Good morning, it’s March 3, a Thursday. Here are today’s pins.

location_pin_sphere_red Verizon and Hearst are partnering to bring streaming content to Millennials, especially those who trend middle class and middle American. One platform is called RatedRed.com, specializing in “music, politics, military, faith and food” for “Millennials from the heartland.” The second is Seriously.TV, which will skewer current events. Both will be available on Verizon smartphones and on its Go90 app.

location_pin_sphere_red Very interesting survey from WebMD: Millennials and Silent Generation folks are the least likely to wear tech tools that track your fitness. Why? The older folks say those Fitbits and such may go against doctor’s orders. The Millennials say those things can be too expensive. That’s a survey that cuts right to the state of these generations: Silent Gen members (1927-1944) are most concerned about health at this stage of their lives, while Millennials (1982-2000) are watching their wallets.

Other findings in there include Millennials being less comfortable talking to doctors (par for the course for any young-adult generation).

location_pin_sphere_red I’ll have more on a top-10 city list later this morning, but to start, the Census Bureau’s 2014 American Community Survey tracked the longest and shortest average commutes among American metro areas. Of course, New York City came in first, with a 34.7-minute commute (Long Island is right behind at 33, simply by being part of New York City). Washington D.C.; Newark, N.J. (New York again), Chicago and Boston are over 30 minutes, average. Then you have Oakland, Riverside-San Bernardino, Baltimore and Atlanta. Seeing as Millennials are migrating to slightly smaller, second- and third-tier cities like Des Moines, Pittsburgh, Charleston, Savannah and Memphis, one wonders if this will soon shift a little.

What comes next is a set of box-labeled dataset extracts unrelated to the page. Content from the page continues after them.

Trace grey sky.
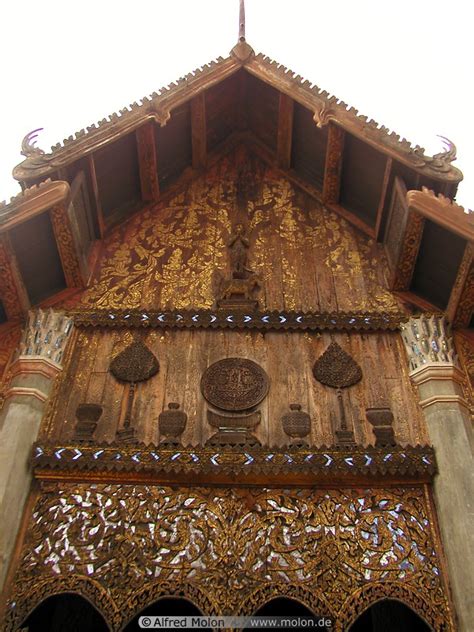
[0,0,474,208]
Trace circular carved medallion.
[201,358,270,411]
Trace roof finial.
[239,0,245,42]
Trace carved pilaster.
[49,204,84,287]
[402,316,474,632]
[136,121,160,202]
[0,309,72,584]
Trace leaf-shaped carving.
[313,342,362,388]
[110,341,160,382]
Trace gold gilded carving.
[313,342,362,389]
[49,205,84,287]
[201,358,270,411]
[158,402,188,440]
[5,484,454,632]
[77,155,400,312]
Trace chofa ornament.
[158,402,188,440]
[281,404,311,439]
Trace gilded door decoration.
[110,340,160,441]
[5,483,454,632]
[158,402,188,443]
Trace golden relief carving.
[5,483,454,631]
[77,151,400,311]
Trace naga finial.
[21,127,44,158]
[239,0,245,42]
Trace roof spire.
[230,0,255,64]
[239,0,245,42]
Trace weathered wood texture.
[81,152,402,311]
[45,330,427,446]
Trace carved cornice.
[69,309,409,331]
[31,442,437,482]
[13,50,463,182]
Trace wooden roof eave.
[245,54,463,183]
[13,46,463,183]
[12,56,242,182]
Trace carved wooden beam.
[277,93,294,169]
[0,234,30,320]
[452,249,474,328]
[49,204,86,287]
[375,157,393,236]
[88,154,105,237]
[136,121,160,202]
[191,93,207,169]
[323,123,345,204]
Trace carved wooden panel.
[78,155,400,311]
[45,329,427,446]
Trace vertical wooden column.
[402,316,474,632]
[191,93,207,169]
[0,310,72,587]
[323,123,345,204]
[277,93,294,169]
[136,121,160,202]
[0,234,29,320]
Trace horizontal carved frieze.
[31,442,437,480]
[70,309,408,331]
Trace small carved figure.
[228,224,252,279]
[158,402,188,443]
[281,404,311,439]
[74,404,102,441]
[365,408,397,446]
[221,275,260,301]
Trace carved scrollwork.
[201,358,270,411]
[6,483,454,632]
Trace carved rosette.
[401,314,457,371]
[158,402,188,440]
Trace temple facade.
[0,30,474,632]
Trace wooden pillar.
[136,121,160,202]
[402,316,474,632]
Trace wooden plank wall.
[50,330,427,446]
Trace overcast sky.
[0,0,474,208]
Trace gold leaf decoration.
[110,341,160,383]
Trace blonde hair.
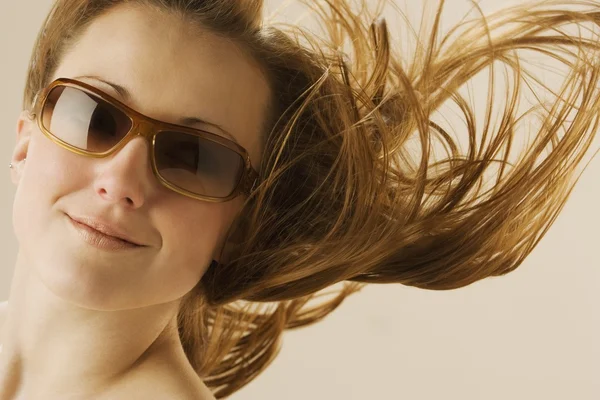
[23,0,600,398]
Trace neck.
[0,254,192,400]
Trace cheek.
[13,131,87,243]
[163,199,241,272]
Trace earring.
[8,158,27,169]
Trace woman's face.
[13,6,270,309]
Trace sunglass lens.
[154,131,244,198]
[42,86,131,153]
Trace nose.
[94,137,152,209]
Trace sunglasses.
[28,78,258,203]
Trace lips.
[67,214,144,246]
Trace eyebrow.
[73,75,238,143]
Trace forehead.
[53,6,271,168]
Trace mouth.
[67,214,145,250]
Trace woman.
[0,0,600,400]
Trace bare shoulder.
[107,360,216,400]
[0,301,8,346]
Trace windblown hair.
[23,0,600,398]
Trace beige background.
[0,0,600,400]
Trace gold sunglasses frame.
[31,78,258,203]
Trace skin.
[0,5,270,400]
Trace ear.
[10,110,35,185]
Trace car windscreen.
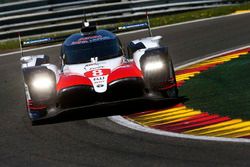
[64,39,122,64]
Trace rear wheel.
[140,48,178,98]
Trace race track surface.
[0,14,250,167]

location_pin_sphere_red The big business news Wednesday was the Sports Authority is bankrupt and will close 140 stores. Emerging in the 1980s and thriving into the ’90s, like so many other big-box stores, Sports Authority fell victim to market disruption brought on by online shopping options like Amazon and athletic team websites. Now only Dick’s remains as a giant in the big-box arena (they’ve been able to adapt just enough). There are still some regional chains out there (like Modell’s).

location_pin_sphere_red Finally, there’s a book out called “Advanced Style: Older and Wiser,” featuring photos of Baby Boomers and Silent Generation members dressed in mega-chic clothes you may (or may not) see on Millennials. The point: Boomers (mostly) just want to be young forever.